My first wife Maria Gofman. Photo made in Moscow in 1941. This was her last photograph and this is how she imprinted on my memory. At that time phones were a new device in life and it was in fashion to be photographed in this manner.
Esther wanted us to move to Moscow. In her letters she discussed options with us. In one of her letters she suggested that I married a woman from Moscow and that she had found one for me. At the beginning of 1941 - I believe it was February, our family went to Moscow. We stayed with Esther. They had a spacious 3-room apartment and we lived with them illegally for 3 months. We admired Moscow.
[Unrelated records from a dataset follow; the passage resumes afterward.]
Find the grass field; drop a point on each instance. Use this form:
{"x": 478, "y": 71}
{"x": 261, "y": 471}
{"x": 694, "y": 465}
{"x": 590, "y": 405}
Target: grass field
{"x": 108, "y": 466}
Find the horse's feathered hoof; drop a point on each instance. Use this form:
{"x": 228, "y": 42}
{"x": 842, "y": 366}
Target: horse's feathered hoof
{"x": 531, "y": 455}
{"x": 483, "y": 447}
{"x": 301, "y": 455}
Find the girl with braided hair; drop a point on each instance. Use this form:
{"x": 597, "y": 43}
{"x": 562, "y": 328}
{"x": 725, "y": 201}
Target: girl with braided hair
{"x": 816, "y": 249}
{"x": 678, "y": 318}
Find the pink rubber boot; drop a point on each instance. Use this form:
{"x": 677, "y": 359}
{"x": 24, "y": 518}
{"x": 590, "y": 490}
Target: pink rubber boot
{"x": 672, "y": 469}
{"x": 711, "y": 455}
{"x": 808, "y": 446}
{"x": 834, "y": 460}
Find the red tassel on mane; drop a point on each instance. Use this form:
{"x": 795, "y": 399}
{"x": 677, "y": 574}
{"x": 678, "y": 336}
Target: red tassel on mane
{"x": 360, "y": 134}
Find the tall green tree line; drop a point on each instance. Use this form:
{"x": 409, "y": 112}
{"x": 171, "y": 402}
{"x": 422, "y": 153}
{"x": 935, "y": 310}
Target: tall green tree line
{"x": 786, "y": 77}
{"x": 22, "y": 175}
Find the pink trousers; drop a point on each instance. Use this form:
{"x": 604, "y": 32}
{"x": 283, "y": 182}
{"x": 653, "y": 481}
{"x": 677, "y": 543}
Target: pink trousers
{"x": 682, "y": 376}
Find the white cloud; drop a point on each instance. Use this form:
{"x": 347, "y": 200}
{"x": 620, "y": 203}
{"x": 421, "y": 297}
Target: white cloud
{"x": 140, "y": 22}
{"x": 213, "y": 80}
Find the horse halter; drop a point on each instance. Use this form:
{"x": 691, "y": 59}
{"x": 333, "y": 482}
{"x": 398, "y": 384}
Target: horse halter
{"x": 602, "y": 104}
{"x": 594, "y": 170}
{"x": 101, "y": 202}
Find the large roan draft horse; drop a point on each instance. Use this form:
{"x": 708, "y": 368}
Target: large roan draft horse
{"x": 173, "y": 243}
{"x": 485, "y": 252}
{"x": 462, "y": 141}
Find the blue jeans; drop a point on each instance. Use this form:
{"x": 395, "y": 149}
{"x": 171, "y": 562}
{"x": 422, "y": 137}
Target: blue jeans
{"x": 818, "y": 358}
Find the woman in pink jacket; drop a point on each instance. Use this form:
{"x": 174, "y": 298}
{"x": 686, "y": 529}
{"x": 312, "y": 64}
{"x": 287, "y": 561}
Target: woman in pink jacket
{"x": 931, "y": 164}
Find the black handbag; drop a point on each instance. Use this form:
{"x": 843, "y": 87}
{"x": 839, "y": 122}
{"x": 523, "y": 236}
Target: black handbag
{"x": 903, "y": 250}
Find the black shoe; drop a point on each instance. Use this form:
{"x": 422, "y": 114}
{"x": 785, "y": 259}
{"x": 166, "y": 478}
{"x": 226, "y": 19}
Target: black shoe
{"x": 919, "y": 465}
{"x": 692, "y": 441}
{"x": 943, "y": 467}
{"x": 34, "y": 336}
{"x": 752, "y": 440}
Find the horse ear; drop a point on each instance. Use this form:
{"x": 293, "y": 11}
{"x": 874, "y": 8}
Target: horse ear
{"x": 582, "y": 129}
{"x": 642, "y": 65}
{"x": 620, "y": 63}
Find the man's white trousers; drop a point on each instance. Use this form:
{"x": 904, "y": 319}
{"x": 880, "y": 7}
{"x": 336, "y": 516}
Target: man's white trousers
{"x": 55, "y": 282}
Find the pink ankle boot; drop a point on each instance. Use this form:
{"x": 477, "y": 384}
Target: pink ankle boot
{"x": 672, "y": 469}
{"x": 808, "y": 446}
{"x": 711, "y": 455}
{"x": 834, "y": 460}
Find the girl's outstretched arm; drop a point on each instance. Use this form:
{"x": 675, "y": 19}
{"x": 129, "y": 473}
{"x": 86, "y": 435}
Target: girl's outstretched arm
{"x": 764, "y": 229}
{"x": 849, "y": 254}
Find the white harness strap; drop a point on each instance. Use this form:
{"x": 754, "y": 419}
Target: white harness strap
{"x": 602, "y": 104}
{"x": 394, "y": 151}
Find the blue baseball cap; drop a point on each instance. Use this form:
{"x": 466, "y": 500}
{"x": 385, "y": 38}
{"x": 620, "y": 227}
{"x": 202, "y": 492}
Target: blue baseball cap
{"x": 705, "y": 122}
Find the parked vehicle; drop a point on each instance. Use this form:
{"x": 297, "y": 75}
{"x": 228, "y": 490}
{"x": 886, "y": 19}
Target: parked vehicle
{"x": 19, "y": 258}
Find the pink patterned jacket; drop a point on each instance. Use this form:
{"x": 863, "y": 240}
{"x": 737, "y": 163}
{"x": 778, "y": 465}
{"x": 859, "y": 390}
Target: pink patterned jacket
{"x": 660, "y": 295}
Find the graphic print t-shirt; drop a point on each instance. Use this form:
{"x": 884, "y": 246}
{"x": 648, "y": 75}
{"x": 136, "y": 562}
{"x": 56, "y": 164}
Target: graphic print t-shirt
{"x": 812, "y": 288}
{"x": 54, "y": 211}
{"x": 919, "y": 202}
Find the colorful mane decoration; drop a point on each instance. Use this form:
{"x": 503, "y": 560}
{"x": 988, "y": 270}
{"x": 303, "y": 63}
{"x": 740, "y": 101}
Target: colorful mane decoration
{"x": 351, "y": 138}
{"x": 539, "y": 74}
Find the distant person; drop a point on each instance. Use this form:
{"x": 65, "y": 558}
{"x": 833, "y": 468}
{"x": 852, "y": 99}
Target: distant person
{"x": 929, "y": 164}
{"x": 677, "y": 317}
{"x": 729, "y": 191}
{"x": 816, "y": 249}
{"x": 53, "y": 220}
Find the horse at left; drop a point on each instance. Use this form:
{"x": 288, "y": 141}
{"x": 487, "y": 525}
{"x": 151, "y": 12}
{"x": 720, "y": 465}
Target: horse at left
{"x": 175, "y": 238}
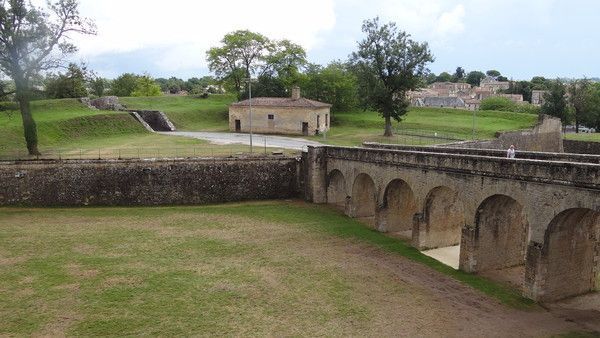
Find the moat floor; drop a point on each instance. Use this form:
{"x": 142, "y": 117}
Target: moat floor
{"x": 281, "y": 268}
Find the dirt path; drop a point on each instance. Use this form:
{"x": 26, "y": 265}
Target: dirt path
{"x": 471, "y": 312}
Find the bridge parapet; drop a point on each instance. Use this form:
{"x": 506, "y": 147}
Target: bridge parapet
{"x": 531, "y": 155}
{"x": 583, "y": 175}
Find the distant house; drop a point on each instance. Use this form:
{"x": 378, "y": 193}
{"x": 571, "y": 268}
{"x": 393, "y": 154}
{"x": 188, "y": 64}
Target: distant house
{"x": 537, "y": 97}
{"x": 280, "y": 115}
{"x": 493, "y": 85}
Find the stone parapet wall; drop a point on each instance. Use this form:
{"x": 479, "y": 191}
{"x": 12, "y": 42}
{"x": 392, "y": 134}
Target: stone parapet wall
{"x": 146, "y": 182}
{"x": 555, "y": 172}
{"x": 531, "y": 155}
{"x": 582, "y": 147}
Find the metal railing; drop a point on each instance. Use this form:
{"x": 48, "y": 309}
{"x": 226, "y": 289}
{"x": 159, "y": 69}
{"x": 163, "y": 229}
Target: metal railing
{"x": 144, "y": 153}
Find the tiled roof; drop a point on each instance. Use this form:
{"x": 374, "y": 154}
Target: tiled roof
{"x": 282, "y": 102}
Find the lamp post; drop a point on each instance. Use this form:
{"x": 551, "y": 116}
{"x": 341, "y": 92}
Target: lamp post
{"x": 473, "y": 124}
{"x": 249, "y": 80}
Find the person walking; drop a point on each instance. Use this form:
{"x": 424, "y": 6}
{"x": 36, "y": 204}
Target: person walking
{"x": 510, "y": 153}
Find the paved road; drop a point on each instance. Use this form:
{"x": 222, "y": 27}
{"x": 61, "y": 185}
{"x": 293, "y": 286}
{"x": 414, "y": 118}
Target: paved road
{"x": 257, "y": 139}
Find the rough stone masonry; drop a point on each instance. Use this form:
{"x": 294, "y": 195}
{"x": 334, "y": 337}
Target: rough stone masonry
{"x": 146, "y": 182}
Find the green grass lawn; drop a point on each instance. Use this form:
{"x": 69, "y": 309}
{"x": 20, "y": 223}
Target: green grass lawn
{"x": 67, "y": 126}
{"x": 187, "y": 112}
{"x": 590, "y": 137}
{"x": 260, "y": 268}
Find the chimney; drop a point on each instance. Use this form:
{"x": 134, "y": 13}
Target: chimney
{"x": 295, "y": 93}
I got acquainted with a nice Jewish girl Maria Gofman, born in 1922. She had just finished the Library College. We got married soon. We had a civil wedding ceremony. Maria's parents liked me. Only marrying a girl from Moscow didn't give me the right to reside in Moscow. Maria's parents wanted to help me. Their son was an engineer at a construction agency. They were hiring workers from all over the country. I could go to any town where Maria's brother could hire me as a worker for Moscow. But the war interfered with our plans. It was not a good idea to have with illegal status in Moscow. In May 1941 my father, my sister and my mother went to Vladimir, the nearest town to Moscow. They rented a room there and my father and sister went to work at a shop. I stayed in Moscow until my coat was stolen and I turned to militia. They checked my documents and I had to sign the paper that I would leave the city within 24 hours. I went to Vladimir.
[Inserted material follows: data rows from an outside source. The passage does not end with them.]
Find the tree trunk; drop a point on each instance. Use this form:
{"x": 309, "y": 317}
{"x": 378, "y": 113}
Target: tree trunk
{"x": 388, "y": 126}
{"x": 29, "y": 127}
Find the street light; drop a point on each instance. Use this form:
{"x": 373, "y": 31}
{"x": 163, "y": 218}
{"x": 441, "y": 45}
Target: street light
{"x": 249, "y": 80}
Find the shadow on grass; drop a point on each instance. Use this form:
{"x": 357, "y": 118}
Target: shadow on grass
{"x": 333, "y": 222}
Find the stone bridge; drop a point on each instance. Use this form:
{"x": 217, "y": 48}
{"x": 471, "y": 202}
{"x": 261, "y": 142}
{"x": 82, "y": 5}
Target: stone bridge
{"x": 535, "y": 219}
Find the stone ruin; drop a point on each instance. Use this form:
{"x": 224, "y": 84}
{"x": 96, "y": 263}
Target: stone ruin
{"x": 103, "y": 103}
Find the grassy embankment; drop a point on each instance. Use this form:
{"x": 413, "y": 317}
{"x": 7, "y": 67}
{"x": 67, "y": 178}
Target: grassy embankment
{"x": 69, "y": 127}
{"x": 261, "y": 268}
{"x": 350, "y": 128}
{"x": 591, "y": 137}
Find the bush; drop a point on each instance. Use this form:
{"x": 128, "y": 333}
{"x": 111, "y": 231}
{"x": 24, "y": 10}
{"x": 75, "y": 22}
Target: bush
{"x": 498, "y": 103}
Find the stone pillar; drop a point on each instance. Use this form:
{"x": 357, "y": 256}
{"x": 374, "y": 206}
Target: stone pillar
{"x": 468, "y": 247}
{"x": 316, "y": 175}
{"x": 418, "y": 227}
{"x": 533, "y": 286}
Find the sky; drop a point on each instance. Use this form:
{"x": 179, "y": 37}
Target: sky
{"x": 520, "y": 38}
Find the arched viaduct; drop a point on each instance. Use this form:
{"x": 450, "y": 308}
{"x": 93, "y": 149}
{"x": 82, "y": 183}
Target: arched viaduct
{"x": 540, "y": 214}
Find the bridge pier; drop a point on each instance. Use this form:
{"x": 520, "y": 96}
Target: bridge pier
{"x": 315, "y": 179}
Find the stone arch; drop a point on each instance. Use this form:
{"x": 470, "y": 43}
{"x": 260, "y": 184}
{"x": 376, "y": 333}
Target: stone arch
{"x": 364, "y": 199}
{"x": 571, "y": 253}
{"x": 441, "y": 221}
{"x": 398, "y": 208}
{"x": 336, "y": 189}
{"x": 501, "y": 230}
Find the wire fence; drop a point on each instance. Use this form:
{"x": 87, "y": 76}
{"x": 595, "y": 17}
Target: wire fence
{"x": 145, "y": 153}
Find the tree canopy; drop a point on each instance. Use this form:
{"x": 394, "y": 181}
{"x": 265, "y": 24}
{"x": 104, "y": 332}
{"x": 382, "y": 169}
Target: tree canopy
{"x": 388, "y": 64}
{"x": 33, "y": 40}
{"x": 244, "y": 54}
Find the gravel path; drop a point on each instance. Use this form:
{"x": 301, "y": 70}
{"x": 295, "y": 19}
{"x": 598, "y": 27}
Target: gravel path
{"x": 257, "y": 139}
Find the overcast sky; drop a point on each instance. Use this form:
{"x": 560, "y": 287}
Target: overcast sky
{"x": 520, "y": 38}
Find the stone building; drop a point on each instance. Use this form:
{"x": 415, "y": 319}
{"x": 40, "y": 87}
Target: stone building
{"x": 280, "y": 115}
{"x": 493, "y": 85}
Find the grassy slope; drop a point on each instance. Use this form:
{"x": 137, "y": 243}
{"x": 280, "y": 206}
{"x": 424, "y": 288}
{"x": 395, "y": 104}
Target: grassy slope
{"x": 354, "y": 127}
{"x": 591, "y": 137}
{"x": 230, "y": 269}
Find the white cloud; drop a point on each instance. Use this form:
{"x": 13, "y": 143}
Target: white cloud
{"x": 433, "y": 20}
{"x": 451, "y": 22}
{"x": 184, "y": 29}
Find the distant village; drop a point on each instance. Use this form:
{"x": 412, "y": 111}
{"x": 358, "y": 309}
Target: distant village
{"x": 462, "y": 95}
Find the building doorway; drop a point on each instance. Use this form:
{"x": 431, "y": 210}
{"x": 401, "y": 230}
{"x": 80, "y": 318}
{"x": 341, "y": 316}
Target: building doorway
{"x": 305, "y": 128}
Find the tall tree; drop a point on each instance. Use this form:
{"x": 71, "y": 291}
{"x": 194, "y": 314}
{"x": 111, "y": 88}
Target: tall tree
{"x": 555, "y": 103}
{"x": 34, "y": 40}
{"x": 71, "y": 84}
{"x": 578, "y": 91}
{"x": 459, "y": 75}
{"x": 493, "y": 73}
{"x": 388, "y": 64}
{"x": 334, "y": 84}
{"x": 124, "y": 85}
On 22 June 1941 the war began. It wasn't a surprise to us, we had already lived through one beginning of the war. Maria's father came to Vladimir to let me know that Maria was in Kazan where her brother got a job. Maria's father needed to move his belongings to Kazan from Moscow. I helped him move, but then it turned out that they didn't need me in Kazan. I didn't have a right to reside in Kazan, but I was hoping that my family life would help me to acquire a legal status. However, I had to make some arrangements, because at that time anybody with problems with his documents could arise suspicion and be charged of espionage.
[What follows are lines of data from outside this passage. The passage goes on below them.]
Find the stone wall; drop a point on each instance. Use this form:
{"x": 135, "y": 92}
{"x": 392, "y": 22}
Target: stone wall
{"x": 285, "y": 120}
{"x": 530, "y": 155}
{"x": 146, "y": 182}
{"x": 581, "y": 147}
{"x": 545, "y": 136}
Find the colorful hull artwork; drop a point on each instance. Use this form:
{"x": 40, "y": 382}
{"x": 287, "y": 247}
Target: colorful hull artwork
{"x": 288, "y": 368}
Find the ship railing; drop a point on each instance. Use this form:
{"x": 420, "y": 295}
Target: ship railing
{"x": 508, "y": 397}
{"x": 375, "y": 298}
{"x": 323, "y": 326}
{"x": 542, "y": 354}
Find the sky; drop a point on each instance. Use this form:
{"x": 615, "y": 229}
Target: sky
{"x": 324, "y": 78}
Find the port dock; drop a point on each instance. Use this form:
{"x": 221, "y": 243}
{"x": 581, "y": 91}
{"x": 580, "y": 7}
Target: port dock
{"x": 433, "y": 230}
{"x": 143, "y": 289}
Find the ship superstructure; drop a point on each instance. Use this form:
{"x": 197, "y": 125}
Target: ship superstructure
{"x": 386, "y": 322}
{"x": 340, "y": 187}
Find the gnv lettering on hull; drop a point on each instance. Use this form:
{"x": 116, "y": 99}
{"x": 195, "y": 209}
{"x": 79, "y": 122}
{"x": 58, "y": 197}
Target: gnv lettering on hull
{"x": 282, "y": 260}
I met an old Jewish tailor at the market (incidentally). He gave me accommodation with him and I helped him with his work. Maria was visiting me, but it was clear that our family life wasn't going to improve. She was young and depended on her parents much. I didn't know anything about my family. I had a letter from them where they wrote that they and other refugees from Poland were to be deported - it was called "evacuation" in a civilized way - to Middle Asia. I knew I had to follow my family. I said "good bye" to Maria and it turned out to be our farewell. In 1942 Maria got cancer. Her parents moved her to Moscow for medical treatment. Se died of cancer in 1944. She was buried at the Jewish corner of a cemetery in Moscow. I went to her grave when I was in Moscow.